From a transport ship floating in Cuba’s Bay of Pigs, CIA operative Grayston Lynch knew the U.S. mission to overthrow Fidel Castro was faltering. The Cuban exiles he had brought with him had abandoned their posts, so he grabbed the boat’s recoilless rifles and machine guns and began firing at the aircraft overhead.
On a day of chaos and infamy in April 1961, Lynch would soon understand the consequences of his shooting. He had fired on his agency’s own planes, which were trying to protect the U.S.-led Cuban exiles invading the island from being slaughtered by Castro’s forces. “We couldn’t tell them from the Castro planes,” Lynch later explained.
The Bay of Pigs is one of America’s most infamous Cold War blunders, and it has been studied, debated, and dramatized endlessly ever since. Yet, for 50 years, details like Lynch’s story were hidden away in top-secret CIA files that were finally released this month and reviewed by NEWSWEEK.

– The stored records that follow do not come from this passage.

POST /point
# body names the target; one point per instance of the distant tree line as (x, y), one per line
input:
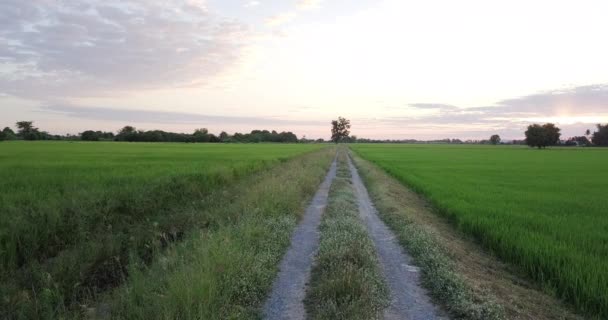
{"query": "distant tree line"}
(27, 131)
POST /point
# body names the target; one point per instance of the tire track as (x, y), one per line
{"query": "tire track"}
(408, 299)
(286, 300)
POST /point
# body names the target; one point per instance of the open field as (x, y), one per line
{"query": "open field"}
(544, 211)
(76, 219)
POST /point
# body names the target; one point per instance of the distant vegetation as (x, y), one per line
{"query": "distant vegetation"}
(542, 136)
(340, 130)
(27, 131)
(600, 137)
(530, 208)
(77, 219)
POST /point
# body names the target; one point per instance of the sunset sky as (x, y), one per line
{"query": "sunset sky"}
(397, 68)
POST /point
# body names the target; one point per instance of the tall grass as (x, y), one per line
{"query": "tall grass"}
(75, 217)
(544, 211)
(226, 272)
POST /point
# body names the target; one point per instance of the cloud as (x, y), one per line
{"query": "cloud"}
(251, 4)
(285, 17)
(308, 4)
(162, 117)
(433, 106)
(80, 48)
(573, 109)
(280, 19)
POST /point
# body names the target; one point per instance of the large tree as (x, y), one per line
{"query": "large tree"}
(600, 137)
(542, 136)
(27, 131)
(340, 129)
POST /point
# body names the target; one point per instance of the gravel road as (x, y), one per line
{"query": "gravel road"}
(408, 299)
(289, 289)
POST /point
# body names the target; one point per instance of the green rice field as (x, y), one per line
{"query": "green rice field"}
(545, 211)
(74, 217)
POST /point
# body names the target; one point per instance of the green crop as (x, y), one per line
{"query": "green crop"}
(542, 210)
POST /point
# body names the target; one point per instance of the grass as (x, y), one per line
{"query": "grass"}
(439, 274)
(346, 282)
(77, 219)
(543, 211)
(226, 272)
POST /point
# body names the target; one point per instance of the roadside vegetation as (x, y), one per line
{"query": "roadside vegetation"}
(226, 271)
(346, 281)
(530, 208)
(78, 219)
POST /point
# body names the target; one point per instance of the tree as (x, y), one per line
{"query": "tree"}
(552, 134)
(578, 141)
(224, 136)
(201, 135)
(127, 133)
(90, 135)
(542, 136)
(340, 129)
(495, 139)
(600, 137)
(7, 134)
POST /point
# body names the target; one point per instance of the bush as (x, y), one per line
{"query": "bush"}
(600, 137)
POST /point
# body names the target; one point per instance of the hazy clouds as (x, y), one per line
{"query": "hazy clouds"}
(73, 48)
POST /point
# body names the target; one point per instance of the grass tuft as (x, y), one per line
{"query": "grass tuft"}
(346, 282)
(437, 270)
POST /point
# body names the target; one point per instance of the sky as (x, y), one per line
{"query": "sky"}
(398, 69)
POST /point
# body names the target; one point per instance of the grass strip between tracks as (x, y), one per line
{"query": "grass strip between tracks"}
(346, 281)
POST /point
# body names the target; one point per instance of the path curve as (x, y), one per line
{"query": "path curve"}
(408, 299)
(289, 288)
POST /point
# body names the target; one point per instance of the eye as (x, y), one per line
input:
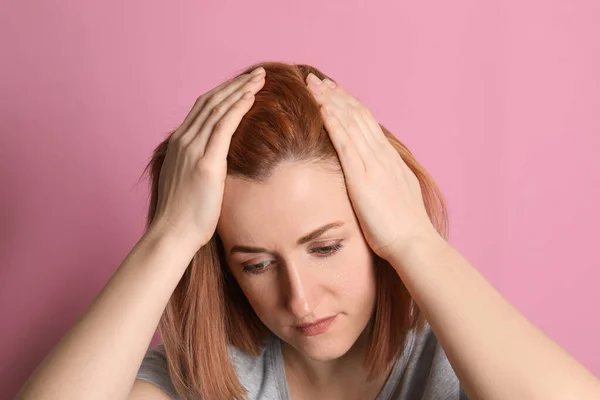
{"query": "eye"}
(326, 250)
(256, 269)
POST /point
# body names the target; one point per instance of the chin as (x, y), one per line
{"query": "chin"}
(327, 346)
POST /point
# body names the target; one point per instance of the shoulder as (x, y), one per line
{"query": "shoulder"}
(154, 369)
(427, 373)
(252, 371)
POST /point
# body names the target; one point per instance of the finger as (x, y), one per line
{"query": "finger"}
(351, 162)
(203, 136)
(201, 101)
(348, 111)
(215, 97)
(220, 137)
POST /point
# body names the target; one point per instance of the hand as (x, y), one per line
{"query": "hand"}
(385, 193)
(192, 177)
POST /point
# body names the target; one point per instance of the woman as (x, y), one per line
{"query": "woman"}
(302, 257)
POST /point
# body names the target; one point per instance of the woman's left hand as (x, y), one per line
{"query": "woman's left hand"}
(385, 193)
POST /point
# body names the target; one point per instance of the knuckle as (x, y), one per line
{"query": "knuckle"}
(219, 126)
(218, 109)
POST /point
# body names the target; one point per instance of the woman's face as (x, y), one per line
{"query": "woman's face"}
(297, 251)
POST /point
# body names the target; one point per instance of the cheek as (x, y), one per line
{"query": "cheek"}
(262, 297)
(355, 275)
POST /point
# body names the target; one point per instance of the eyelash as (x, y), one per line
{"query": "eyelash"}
(324, 252)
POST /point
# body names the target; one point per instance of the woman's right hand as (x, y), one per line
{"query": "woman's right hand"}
(192, 178)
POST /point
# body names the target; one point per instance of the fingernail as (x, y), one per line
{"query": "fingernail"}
(329, 83)
(314, 79)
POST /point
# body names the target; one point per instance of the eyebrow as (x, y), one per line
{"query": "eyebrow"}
(304, 239)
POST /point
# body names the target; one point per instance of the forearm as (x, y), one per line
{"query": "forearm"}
(496, 352)
(99, 357)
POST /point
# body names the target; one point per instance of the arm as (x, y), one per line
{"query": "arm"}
(495, 351)
(100, 356)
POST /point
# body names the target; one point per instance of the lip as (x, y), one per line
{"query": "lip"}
(315, 328)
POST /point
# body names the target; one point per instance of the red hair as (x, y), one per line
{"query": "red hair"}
(208, 311)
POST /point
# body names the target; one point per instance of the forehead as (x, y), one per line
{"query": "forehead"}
(296, 199)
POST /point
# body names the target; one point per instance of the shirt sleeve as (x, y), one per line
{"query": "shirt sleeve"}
(154, 369)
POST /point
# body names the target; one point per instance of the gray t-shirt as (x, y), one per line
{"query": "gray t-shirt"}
(421, 373)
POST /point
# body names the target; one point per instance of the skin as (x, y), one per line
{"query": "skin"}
(99, 357)
(288, 283)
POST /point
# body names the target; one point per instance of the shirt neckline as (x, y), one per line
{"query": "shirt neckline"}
(387, 391)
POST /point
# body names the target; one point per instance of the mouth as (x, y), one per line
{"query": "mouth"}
(315, 328)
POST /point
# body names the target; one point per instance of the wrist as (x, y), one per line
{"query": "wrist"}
(417, 250)
(162, 233)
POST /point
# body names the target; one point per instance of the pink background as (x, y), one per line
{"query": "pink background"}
(499, 100)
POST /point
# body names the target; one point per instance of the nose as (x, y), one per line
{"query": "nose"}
(301, 291)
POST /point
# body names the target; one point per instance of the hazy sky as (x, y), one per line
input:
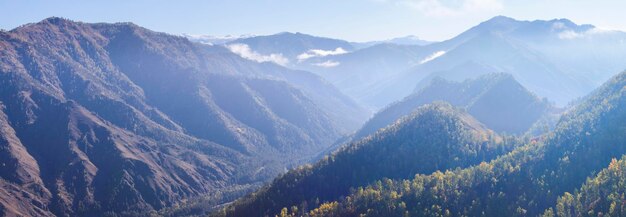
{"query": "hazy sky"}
(356, 20)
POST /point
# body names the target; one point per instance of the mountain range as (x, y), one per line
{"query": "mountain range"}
(496, 100)
(510, 117)
(552, 175)
(100, 118)
(556, 59)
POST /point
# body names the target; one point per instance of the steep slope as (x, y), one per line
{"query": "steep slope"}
(602, 195)
(496, 100)
(556, 59)
(360, 73)
(117, 119)
(433, 137)
(524, 182)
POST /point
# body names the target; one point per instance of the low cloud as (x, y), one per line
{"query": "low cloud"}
(446, 8)
(244, 51)
(433, 56)
(320, 53)
(327, 64)
(566, 33)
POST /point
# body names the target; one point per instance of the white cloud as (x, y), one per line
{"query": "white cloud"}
(320, 53)
(327, 64)
(433, 56)
(571, 34)
(446, 8)
(244, 51)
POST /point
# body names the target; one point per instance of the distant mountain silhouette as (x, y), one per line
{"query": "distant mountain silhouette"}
(114, 118)
(496, 100)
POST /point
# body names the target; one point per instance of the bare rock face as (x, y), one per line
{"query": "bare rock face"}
(102, 119)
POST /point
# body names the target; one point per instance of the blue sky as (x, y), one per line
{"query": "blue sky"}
(355, 20)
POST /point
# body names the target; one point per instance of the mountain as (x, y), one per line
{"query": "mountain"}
(556, 59)
(406, 40)
(433, 137)
(214, 40)
(361, 72)
(534, 179)
(496, 100)
(292, 48)
(115, 119)
(598, 196)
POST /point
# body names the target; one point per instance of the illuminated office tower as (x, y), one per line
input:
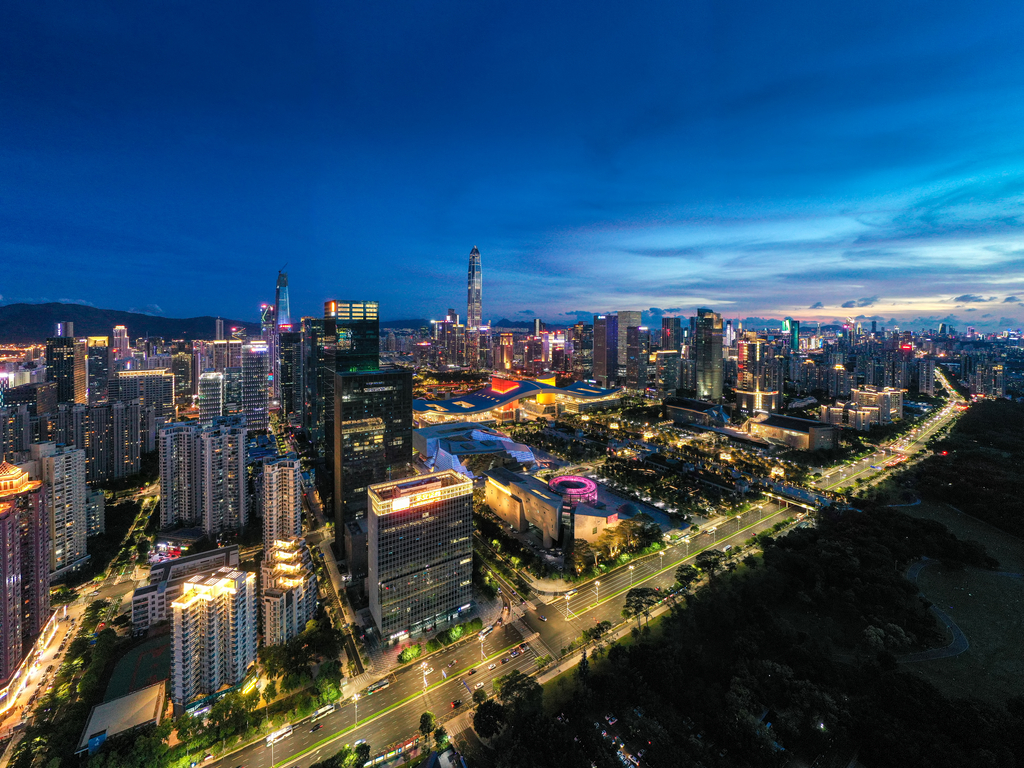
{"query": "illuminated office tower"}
(672, 334)
(282, 303)
(62, 471)
(222, 475)
(10, 589)
(708, 354)
(213, 633)
(290, 370)
(67, 367)
(122, 349)
(367, 402)
(282, 500)
(153, 388)
(28, 497)
(351, 345)
(755, 390)
(606, 349)
(638, 358)
(627, 320)
(99, 358)
(474, 309)
(255, 380)
(179, 473)
(289, 590)
(211, 396)
(421, 552)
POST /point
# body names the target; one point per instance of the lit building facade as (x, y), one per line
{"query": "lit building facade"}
(213, 628)
(421, 552)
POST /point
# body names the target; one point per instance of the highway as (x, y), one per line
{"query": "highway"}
(391, 716)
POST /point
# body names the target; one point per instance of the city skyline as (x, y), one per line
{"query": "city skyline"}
(830, 167)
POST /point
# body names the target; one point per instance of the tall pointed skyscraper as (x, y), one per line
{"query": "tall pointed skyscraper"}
(475, 302)
(475, 290)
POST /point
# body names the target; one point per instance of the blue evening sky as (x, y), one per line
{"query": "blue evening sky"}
(819, 160)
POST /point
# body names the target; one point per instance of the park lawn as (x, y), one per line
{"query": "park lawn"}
(988, 607)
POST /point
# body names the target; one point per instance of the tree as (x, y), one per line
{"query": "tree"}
(440, 737)
(427, 723)
(488, 718)
(710, 561)
(686, 576)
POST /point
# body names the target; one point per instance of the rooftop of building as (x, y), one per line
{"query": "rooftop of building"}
(792, 423)
(507, 391)
(123, 714)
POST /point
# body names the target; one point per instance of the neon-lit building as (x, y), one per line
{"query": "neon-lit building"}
(421, 552)
(509, 399)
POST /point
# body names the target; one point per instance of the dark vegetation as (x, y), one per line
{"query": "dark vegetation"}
(983, 470)
(795, 654)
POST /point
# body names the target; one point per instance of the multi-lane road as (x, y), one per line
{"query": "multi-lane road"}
(391, 716)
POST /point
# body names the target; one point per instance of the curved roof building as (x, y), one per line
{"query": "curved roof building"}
(502, 399)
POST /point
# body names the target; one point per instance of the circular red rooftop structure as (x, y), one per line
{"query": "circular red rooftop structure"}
(574, 489)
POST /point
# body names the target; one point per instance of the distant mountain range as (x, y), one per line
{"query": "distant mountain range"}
(20, 324)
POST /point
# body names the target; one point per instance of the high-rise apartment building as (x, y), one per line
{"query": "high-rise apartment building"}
(708, 354)
(289, 590)
(255, 382)
(122, 349)
(213, 631)
(33, 581)
(203, 475)
(474, 309)
(62, 471)
(211, 396)
(222, 475)
(421, 552)
(67, 366)
(98, 367)
(282, 500)
(153, 388)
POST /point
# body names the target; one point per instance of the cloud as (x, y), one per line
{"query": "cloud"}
(856, 303)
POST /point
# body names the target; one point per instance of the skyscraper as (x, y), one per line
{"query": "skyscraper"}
(282, 500)
(708, 354)
(121, 347)
(67, 367)
(421, 552)
(475, 303)
(62, 471)
(474, 309)
(255, 379)
(211, 396)
(282, 304)
(213, 630)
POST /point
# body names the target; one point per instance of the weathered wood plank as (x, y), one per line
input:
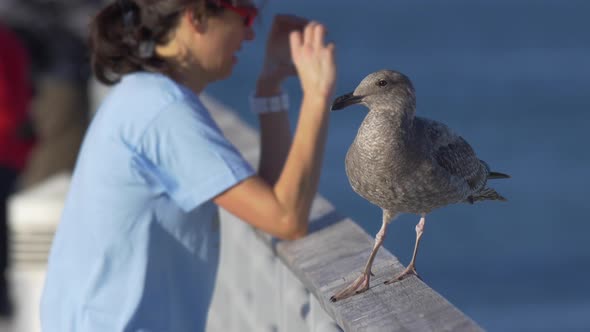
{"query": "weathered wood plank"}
(330, 258)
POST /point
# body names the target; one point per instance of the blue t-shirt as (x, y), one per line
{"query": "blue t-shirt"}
(137, 247)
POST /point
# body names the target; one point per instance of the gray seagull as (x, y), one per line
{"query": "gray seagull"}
(407, 164)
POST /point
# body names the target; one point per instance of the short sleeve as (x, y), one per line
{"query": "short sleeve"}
(184, 153)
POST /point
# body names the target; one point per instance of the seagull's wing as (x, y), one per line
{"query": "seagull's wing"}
(453, 154)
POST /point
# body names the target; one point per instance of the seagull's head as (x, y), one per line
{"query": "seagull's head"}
(384, 87)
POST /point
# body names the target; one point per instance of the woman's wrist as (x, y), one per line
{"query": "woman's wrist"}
(268, 86)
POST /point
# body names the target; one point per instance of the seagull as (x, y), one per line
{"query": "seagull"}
(407, 164)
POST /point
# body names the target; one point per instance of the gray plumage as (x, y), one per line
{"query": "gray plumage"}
(407, 164)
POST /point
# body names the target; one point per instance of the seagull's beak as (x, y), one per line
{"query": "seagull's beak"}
(345, 100)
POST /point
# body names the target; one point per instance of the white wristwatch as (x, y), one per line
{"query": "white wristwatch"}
(263, 105)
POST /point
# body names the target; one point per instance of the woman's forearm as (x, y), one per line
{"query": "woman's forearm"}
(298, 181)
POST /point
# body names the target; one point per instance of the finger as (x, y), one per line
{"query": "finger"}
(308, 33)
(319, 33)
(291, 20)
(295, 42)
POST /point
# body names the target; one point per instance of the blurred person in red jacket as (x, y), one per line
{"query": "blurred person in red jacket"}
(15, 140)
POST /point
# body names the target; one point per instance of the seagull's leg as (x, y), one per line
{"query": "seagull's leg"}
(361, 283)
(411, 269)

The CIA’s official history of the Bay of Pigs operation is filled with dramatic and harrowing details that not only lay bare the strategic, logistical, and political problems that doomed the invasion, but also how the still-green President John F. Kennedy scrambled to keep the U.S. from entering into a full conflict with Cuba.
The disclosure is the handiwork of the dogged researcher Peter Kornbluh and his Washington-based National Security Archive. The right-to-know group used the Freedom of Information Act and lawsuits to force the CIA to release all its major documents on Kennedy’s failed efforts to overthrow Castro, who this month turned 85 and stands as a living reminder of America’s failure to repel communism on an island just 90 miles from Florida.
Written by then–CIA chief historian Jack Pfeiffer between 1974 and 1984, the five-volume history—the last volume of which remains classified—seeks to spread the blame beyond the agency to the State Department and White House, while confirming that the invasion was even more disastrously handled than previously known.